Sich 
            in Zeiten der Computertechnik mit nichts als einer akustischen Gitarre 
            an die Öffentlichkeit zu wagen, das nötigte auch einem US-amerikanischen 
            Plattenproduzenten so viel Respekt ab, dass er Keren Anns erstes überwiegend 
            englischsprachiges Album "Not going anywhere" in Amerika 
            veröffentlichen wollte. 
          Für 
            Keren Ann, die Französin mit israelisch-niederländischer 
            Herkunft, ging damit ein Traum in Erfüllung. Seit jeher fasziniert 
            vom Lebensgefühl New Yorks quartierte sie sich in einem Viertel 
            nördlich von "Little Italy" - Nolita - ein und setzte 
            dort die in Paris begonnenen Vorarbeiten zu ihrem neuen Album fort, 
            zunächst wiederum mit nichts als ihrer Gitarre und dieser Stimme, 
            die zum Schönsten gehört, was die französische Musikszene 
            derzeit zu bieten hat. Erst nach diesen Vorarbeiten lud sie Musiker, 
            die sie in New York kennen gelernt hatte, zu den Aufnahmen ein und 
            ergänzte ihr Album so Stück für Stück um zusätzliche 
            Komponenten. 
          Ob 
            das alles gut gehen würde, unkten selbst Fans, denn "Nolita" 
            wurde - abgesehen von ihrem Sideprojekt "Lady & Bird" 

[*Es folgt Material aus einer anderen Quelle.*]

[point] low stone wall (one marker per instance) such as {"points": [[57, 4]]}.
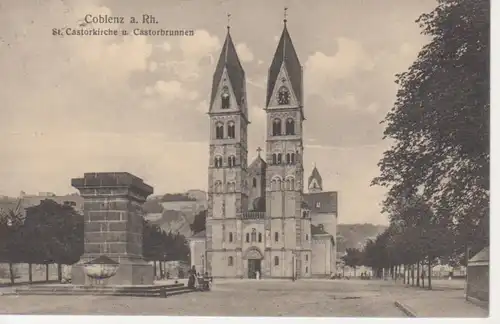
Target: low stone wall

            - zu Keren Anns erstem Studioalbum, das sie ohne Mitwirkung ihres 
            langjährigen musikalischen Begleiters Benjamin Biolay produzieren 
            würde. Dass sie Keren Ann damit maßlos unterschätzten, 
            auch das macht "Nolita" deutlich. Denn ohne Biolay offenbart 
            sich eine neue, internationale Seite der Songschreiberin. Schon auf 
            "Not going anywhere" präsentierte sie sich erstmals 
            in englischer Sprache, und "Nolita" setzt diesen Weg fort.
          In 
            New York 
            begab sie sich auf die Suche nach einem künstlerischen, vielleicht 
            auch ganz persönlichen Standort: "Où vais-je? A présent 
            que n'ai-je?" heißt es im ersten Song, noch auf Französisch, 
            als suchte sie eine Brücke zwischen Vergangenem und Neuem. Mit 
            leiser, unter die Haut gehender Stimme, singt sie ihre zerbrechlichen 
            Balladen, doch spätestens mit "Chelsea burns" erklingt 
            ein ungewohnter Sound aus Folk, sogar Country, ein amerikanischer 
            Einfluss, der sie ihrem großen Vorbild Suzanne Vega näher 
            bringt als jemals zuvor, doch gleichzeitig ihren eigenen Standpunkt 
            unterstreicht. 
          Denn 
            im Gegensatz zum naiven Charme von Kolleginnen wie Coralie Clément, 
            Helena oder auch Carla Bruni ist Keren Ann eine ausgereifte Musikerin 
            mit einem eigenen Charisma, einem festen und unverbrüchlichen 
            Gespür für Ausdruck und Atmosphäre.
          Dort, 
            wo sie das Chanson verlässt, erobert ein relaxter Bluessound 
            die Musik von Keren Ann. Sie unterstreicht das ungewohnte Feeling 
            mit Fiedel und Mundharmonika, und selbst, wenn sie im Verlauf des 
            Albums gelegentlich zur französischen Sprache zurückkehrt 
            ("Midi dans le salon de la Duchesse"), bleibt die Atmosphäre 
            von Blues und Slideguitar (in Wirklichkeit wurde eine Sitar benutzt) 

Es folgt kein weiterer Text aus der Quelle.